CIVIL APPEAL NO.786 OF 2010 (Arising out of S.L.P.(C) No.26482/2008)
With Civil Appeals Nos. 787 to 792 of 2010 (Arising out of S.L.P.(C) Nos.4186, 10269, 21390, 2102, 1490 and 1582 of 2009

Date of decision: January 20, 2010


Bench: S.H. KAPADIA & H.L. DATTU JJ

Question dealt: Whether twisting and texturising of partially oriented yarn ('POY' for short) amounts to 'manufacture' in terms of Section 80IA of the Income Tax Act, 1961?

O R D E R

Leave granted.

Heard learned counsel on both sides.

The short question which arises for determination in this batch of Civil Appeals is: Whether twisting and texturising of partially oriented yarn ('POY' for short) amounts to 'manufacture' in terms of Section 80IA of the Income Tax Act, 1961? The lead matter in this batch of Civil Appeals is Appeal arising out of S.L.P.(C) No.26482/2008), in which the relevant Assessment Year is 1996-97.

Repeatedly this Court has recommended to the Department, be it under Excise Act, Customs Act or the Income Tax Act, to examine the process applicable to the product in question and not to go only by dictionary meanings.

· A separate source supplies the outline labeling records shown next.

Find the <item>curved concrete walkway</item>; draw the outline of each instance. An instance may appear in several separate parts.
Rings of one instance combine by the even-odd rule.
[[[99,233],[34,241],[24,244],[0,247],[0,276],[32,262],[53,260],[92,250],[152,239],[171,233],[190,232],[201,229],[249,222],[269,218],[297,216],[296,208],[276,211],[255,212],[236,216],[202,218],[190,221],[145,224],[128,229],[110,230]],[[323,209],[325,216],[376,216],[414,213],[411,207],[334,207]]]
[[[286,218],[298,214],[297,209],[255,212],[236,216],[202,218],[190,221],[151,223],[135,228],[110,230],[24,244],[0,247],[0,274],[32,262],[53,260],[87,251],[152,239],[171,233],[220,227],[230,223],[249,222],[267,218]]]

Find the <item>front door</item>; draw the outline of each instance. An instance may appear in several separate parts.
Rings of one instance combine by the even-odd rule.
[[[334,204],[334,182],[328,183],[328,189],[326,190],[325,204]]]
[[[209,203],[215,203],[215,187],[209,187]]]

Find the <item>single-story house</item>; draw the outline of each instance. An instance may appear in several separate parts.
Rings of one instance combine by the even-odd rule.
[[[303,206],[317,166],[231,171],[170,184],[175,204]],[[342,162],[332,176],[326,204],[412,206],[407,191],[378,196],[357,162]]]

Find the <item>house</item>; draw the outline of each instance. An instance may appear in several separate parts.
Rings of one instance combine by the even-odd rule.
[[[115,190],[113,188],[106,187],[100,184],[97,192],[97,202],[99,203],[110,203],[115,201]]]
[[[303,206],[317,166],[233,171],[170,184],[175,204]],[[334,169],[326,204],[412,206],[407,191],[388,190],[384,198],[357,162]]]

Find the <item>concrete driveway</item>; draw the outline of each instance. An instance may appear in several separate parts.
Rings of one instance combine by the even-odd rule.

This recommendation is not being followed over the years. Even when the assessee gives an opinion on a given process, the Department does not submit any counter opinion wherever such counter opinion is possible. Prima facie, however, in this case, we do no see possibility of any counter opinion to the opinion given by the Mumbai University, vide letter dated 10th July, 1999.

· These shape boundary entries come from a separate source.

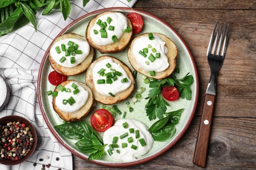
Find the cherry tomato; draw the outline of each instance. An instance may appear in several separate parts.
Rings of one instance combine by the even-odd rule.
[[[166,86],[161,90],[161,95],[168,101],[175,101],[179,99],[180,93],[175,86]]]
[[[112,114],[104,109],[96,110],[91,117],[91,124],[98,131],[105,131],[112,124]]]
[[[143,27],[143,19],[141,16],[135,12],[130,12],[126,16],[133,25],[133,33],[139,33]]]
[[[56,71],[53,71],[48,75],[48,80],[54,86],[58,86],[60,83],[67,80],[67,76],[62,75]]]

With the above preface, we are required to examine the above question as to whether twisting and texturising of POY amounts to 'manufacture'. At the outset, we wish to clarify that our judgment should not be understood to mean that per se twisting and texturising would constitute 'manufacture' in every case. In each case, one has to examine the process undertaken by the assessee.


Having examined the process in the light of the opinion given by the expert, which has not been controverted, we find that POY is a semi-finished yarn not capable of being put in warp or weft, it can only be used for making a texturized yarn, which, in turn, can be used in the manufacture of fabric. In other words, POY cannot be used directly to manufacture fabric. According to the expert, crimps, bulkiness etc. are introduced by a process, called as thermo mechanical process, into POY which converts POY into a texturized yarn. If one examines this thermo mechanical process in detail, it becomes clear that texturising and twisting of yarn constitutes 'manufacture' in the context of conversion of POY into texturized yarn. At this stage, we may also reproduce, hereinbelow, para 10 of our judgment in the reported in 2010 (1) SCALE 425.

"The term "manufacture" implies a change, but, every change is not a manufacture, despite the fact that every change in an article is the result of a treatment of labour and manipulation. However, this test of manufacture needs to be seen in the context of the above process. If an operation/process renders a commodity or article fit for use for which it is otherwise not fit, the operation/process fall6 s within the meaning of the word "manufacture".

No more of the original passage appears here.